Per un quarto di secolo il Noir in Festival si è svolto a Courmayeur. Letteratura e cinema di genere hanno ripreso a spostarsi. Così, questa edizione numero 26 è a cavallo tra Como e Milano. Qui, sulle rive del Lario (con una piazza del Duomo suggestivamente illuminata per le feste), ancora viene raccontato di quando uno sconosciuto regista inglese venne a girare un film. Era il 1925, il film si sarebbe intitolato Il labirinto delle passioni, firmato da Alfred Hitchcock all’esordio. Hitch che doveva anche occuparsi di produzione fece un sacco di pasticci e finì per venirne a capo grazie a Alma Reville, aiuto regista e segretaria di produzione che divenne sua moglie per il resto della vita.

Il maestro del noir debuttò quindi su queste acque che ora ospitano il festival specifico. Iniziato con la consegna del premio Chandler a Roberto Saviano, di cui Feltrinelli ha appena pubblicato La paranza dei bambini, sulla disperata criminalità infantile napoletana. Scenario il teatro Sociale di Como, un gioiellino di teatro all’italiana, stracolmo nelle poltrone di platea e nei palchi.
Pubblico appassionato e attento anche alla presentazione del nuovo libro di Gianrico Carofiglio, L’estate fredda (Einaudi), con l’autore sollecitato da Ranieri Polese capace di leggerezza nel citare aneddoti e curiosità del suo passato di magistrato in quel di Bari e sull’idea di utilizzare il linguaggio surreale dei verbali di polizia alternato a quello letterario abituale. La vicenda parte da un paio di dati reali. L’estate del titolo è quella del 1992, quando a Palermo vengono ammazzati Falcone e poco dopo Borsellino.

La vicenda però si svolge a Bari dove si indaga sulla scomparsa del figlio di un boss locale.

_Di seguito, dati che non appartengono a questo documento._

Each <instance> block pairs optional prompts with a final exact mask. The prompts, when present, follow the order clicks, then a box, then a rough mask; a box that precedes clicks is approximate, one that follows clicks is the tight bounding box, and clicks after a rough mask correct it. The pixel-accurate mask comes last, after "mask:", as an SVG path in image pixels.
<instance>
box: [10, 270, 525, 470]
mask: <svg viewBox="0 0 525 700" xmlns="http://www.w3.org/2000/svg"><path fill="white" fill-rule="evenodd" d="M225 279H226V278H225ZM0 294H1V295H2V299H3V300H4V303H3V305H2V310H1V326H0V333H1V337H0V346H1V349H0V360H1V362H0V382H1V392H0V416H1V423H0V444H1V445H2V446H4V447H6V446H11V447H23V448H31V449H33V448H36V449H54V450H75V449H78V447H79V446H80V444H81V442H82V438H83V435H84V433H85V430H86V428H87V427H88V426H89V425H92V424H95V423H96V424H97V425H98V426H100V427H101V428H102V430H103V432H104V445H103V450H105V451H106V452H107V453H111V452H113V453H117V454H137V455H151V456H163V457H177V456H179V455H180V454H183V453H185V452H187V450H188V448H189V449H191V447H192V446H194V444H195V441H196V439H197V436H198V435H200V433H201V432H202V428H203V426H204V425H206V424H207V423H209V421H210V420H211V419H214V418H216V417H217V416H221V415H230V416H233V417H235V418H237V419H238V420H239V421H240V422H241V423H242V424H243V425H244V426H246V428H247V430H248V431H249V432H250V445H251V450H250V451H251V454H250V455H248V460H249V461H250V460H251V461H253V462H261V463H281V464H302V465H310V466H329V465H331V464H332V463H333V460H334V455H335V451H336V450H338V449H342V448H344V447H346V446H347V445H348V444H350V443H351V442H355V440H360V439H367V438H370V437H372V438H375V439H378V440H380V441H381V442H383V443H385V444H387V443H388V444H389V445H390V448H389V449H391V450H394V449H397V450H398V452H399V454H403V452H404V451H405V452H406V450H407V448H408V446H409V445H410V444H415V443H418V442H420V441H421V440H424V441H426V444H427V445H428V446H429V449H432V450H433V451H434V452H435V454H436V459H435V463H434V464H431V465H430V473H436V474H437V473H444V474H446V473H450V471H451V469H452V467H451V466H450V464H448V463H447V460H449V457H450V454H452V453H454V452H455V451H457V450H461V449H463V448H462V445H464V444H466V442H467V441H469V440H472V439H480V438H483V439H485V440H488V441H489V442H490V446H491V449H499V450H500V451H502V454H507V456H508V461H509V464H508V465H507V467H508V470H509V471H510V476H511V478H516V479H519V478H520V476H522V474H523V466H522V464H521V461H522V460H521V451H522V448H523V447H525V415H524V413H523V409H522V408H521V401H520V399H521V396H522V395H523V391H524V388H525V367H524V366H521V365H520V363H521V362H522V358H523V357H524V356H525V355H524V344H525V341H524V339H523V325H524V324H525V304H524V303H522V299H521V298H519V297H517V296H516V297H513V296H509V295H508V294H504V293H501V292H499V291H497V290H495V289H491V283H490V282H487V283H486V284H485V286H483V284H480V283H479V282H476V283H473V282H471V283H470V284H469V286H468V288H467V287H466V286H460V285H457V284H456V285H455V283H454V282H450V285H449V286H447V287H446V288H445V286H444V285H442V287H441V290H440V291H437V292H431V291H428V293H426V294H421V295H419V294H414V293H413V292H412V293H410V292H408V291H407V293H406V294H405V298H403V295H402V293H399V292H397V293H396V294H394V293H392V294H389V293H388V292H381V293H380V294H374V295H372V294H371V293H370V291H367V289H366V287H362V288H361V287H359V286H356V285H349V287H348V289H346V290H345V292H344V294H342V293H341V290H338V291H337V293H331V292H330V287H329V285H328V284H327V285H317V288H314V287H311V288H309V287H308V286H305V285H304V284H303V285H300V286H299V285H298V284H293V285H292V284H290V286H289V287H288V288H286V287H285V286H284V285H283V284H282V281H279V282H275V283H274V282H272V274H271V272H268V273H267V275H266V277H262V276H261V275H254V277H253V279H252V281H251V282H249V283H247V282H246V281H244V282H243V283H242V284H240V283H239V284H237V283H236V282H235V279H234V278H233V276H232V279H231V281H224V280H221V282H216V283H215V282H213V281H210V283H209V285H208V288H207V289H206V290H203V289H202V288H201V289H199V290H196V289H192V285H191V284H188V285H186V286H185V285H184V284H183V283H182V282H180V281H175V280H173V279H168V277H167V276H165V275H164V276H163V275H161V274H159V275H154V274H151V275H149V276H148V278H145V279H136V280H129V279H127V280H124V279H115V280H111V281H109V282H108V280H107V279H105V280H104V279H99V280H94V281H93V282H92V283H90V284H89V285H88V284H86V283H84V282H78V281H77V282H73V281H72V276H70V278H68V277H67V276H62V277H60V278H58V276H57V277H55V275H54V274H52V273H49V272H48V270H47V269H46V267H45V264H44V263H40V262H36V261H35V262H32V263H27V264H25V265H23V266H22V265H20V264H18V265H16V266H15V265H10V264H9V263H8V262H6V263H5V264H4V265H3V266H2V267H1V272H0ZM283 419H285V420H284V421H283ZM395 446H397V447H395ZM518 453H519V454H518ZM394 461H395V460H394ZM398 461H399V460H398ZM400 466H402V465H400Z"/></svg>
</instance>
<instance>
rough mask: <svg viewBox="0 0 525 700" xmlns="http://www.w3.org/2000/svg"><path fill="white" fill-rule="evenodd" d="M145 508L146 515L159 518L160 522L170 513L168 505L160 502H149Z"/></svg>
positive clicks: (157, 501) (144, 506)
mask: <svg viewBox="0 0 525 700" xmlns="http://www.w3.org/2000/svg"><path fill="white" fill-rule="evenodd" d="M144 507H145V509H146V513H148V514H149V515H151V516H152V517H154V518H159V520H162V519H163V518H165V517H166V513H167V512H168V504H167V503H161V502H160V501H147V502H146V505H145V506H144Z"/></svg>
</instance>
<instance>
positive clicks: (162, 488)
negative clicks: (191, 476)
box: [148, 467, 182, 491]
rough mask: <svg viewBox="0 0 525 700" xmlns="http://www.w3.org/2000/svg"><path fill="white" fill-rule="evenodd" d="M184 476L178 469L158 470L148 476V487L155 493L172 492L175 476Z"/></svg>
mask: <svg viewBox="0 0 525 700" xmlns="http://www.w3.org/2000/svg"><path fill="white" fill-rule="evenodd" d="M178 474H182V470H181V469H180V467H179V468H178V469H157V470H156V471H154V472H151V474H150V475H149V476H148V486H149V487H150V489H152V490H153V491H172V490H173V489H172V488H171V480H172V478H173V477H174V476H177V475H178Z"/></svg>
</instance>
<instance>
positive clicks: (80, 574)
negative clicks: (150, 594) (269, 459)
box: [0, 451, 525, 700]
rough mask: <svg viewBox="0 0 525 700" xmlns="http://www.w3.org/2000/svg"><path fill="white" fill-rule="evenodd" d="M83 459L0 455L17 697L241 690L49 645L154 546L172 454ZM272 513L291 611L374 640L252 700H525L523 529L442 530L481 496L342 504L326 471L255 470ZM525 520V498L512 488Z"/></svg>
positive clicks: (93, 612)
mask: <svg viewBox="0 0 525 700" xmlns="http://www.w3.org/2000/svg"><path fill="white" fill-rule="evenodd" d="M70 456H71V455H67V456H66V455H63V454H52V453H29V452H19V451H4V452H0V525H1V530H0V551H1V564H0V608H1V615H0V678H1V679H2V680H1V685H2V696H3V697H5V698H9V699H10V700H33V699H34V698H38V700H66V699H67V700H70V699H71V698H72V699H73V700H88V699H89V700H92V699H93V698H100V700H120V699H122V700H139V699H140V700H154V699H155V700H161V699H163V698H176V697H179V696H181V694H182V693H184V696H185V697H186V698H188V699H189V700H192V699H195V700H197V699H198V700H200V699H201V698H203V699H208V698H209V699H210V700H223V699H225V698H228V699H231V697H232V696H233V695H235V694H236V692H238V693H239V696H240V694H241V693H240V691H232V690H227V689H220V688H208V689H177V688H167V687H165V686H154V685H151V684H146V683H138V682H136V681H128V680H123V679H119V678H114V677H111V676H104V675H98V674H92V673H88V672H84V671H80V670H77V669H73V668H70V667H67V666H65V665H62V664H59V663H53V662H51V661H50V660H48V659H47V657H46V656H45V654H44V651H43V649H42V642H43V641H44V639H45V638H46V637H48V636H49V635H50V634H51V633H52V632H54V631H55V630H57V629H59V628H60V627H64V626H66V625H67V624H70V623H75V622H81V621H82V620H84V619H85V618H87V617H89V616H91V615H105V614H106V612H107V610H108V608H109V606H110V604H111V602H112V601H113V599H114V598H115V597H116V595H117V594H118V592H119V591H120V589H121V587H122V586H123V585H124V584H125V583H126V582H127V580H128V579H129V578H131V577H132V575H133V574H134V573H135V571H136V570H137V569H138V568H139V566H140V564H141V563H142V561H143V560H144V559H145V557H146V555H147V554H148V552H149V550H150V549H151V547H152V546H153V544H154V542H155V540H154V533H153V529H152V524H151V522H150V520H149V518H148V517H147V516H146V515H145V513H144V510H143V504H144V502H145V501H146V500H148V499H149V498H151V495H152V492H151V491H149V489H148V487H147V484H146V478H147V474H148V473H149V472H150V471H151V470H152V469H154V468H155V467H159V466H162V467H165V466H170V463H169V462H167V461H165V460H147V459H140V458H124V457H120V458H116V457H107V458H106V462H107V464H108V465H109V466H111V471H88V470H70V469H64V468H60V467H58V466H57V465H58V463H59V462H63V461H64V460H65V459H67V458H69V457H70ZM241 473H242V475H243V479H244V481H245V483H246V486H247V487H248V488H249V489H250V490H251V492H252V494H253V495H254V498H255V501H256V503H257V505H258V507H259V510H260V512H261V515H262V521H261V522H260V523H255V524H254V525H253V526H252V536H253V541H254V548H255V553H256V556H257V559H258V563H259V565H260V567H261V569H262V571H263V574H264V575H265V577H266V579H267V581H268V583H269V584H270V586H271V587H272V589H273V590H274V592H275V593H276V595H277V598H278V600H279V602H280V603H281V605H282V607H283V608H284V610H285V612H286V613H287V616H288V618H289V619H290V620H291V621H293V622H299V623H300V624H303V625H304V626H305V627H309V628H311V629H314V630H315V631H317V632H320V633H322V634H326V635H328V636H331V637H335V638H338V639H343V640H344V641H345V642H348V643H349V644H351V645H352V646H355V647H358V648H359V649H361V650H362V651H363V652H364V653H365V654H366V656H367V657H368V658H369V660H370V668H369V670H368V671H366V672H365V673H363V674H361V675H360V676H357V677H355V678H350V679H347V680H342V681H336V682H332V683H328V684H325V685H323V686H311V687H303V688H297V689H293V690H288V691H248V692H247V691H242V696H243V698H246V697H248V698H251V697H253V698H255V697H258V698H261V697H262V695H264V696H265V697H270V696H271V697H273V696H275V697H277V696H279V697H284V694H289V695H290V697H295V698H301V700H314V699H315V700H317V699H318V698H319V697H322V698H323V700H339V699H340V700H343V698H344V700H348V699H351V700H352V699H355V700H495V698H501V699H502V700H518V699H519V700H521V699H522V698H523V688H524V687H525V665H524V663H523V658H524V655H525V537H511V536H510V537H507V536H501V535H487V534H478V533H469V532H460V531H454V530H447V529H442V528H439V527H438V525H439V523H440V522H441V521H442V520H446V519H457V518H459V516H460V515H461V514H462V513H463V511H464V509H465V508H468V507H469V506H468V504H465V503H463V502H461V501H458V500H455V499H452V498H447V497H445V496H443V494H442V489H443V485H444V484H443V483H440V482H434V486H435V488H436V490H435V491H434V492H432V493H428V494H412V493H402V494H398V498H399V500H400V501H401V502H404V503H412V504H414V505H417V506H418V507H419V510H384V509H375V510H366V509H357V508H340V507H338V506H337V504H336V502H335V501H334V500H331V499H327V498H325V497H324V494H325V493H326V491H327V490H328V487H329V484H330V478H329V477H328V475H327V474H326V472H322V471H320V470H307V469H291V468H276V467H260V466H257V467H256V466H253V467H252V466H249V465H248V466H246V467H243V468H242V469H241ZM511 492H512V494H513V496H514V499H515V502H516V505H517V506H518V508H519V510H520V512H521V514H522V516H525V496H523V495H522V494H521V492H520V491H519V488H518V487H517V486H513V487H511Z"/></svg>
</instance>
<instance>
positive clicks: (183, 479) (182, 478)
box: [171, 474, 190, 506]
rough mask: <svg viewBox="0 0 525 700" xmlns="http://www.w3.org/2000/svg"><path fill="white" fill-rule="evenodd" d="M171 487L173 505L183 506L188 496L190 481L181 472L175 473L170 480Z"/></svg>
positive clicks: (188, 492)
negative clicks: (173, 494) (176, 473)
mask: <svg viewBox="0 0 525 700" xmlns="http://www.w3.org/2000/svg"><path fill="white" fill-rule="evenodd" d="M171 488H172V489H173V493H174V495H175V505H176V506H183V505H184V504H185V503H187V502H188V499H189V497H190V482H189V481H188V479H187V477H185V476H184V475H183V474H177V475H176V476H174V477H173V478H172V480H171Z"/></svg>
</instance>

Scomparsa mai denunciata, mentre in un fine settimana sono stati messi insieme i, tanti, soldi del riscatto. Episodio anche questo autentico, venuto alla luce solo molto più tardi, trattato però con varianti legate alla fiction.
Fiction anche sui Medici che ieri sera è andata in onda negli Usa, in Gran Bretagna, Canada e India via Netflix. Ma qui, in realtà è stata affrontata da un punto di vista letterario con Matteo Strukul, autore di una trilogia sulla famiglia fiorentina che ha spopolato alla fiera di Francoforte. E Strukul rivendica solo una cosa: che gli italiani dovrebbero dedicarsi di più a raccontare la loro storia, saccheggiata da autori di altri paesi. Congiure, omicidi, avvelenamenti che trovano collocazione adeguata nel Noir.

Per il cinema Adriano Giannini ha presentato il corto Sarà per un’altra volta, titolo ironico, una nostra progenitrice scopre il fuoco ma un nostro violento progenitore ammazza lei e spegne la scoperta sul nascere. Poi è toccato a Jean-François Richet mostrare Blood Father, una storia davvero borderline che vede protagonista Mel Gibson. Lui si è fatto anni di galera. Da poco è uscito, da un po’ più di tempo è sobrio. Campa come tatuatore, vivendo in una roulotte.

Anni prima sua figlia adolescente, che viveva con madre e patrigno di turno, è sparita. La ritroviamo tossica con un gruppo di criminali di un cartello messicano il cui capetto, più che come boyfriend, si comporta come reclutatore. Infatti la vorrebbe spingere a compiere un omicidio, lei recalcitra e nella confusione stende il capetto. E fugge, braccata dalla banda. Non trova di meglio che chiedere aiuto a papà. Che rimette in discussione il suo futuro per riconquistare l’affetto della figlia scapestrata. Ritmi serrati, concitati a un punto tale da impedire qualsiasi domanda sul perché di certe situazioni. Basti dire che uno spettacolare scontro tra una moto e un camion è liquidato in un paio di secondi, che il mentore di Gibson viene ucciso con un colpo di fucile sparato camminando, senza altre inquadrature e così via.
Adrenalina distillata per poco meno di un’ora e mezza, farcita con attori davvero curiosi, oltre al Gibson barbuto e nerboruto, la giovane squinternata Erin Moriarty, il sempre grande William H. Macy, Diego Luna e Michael Parks.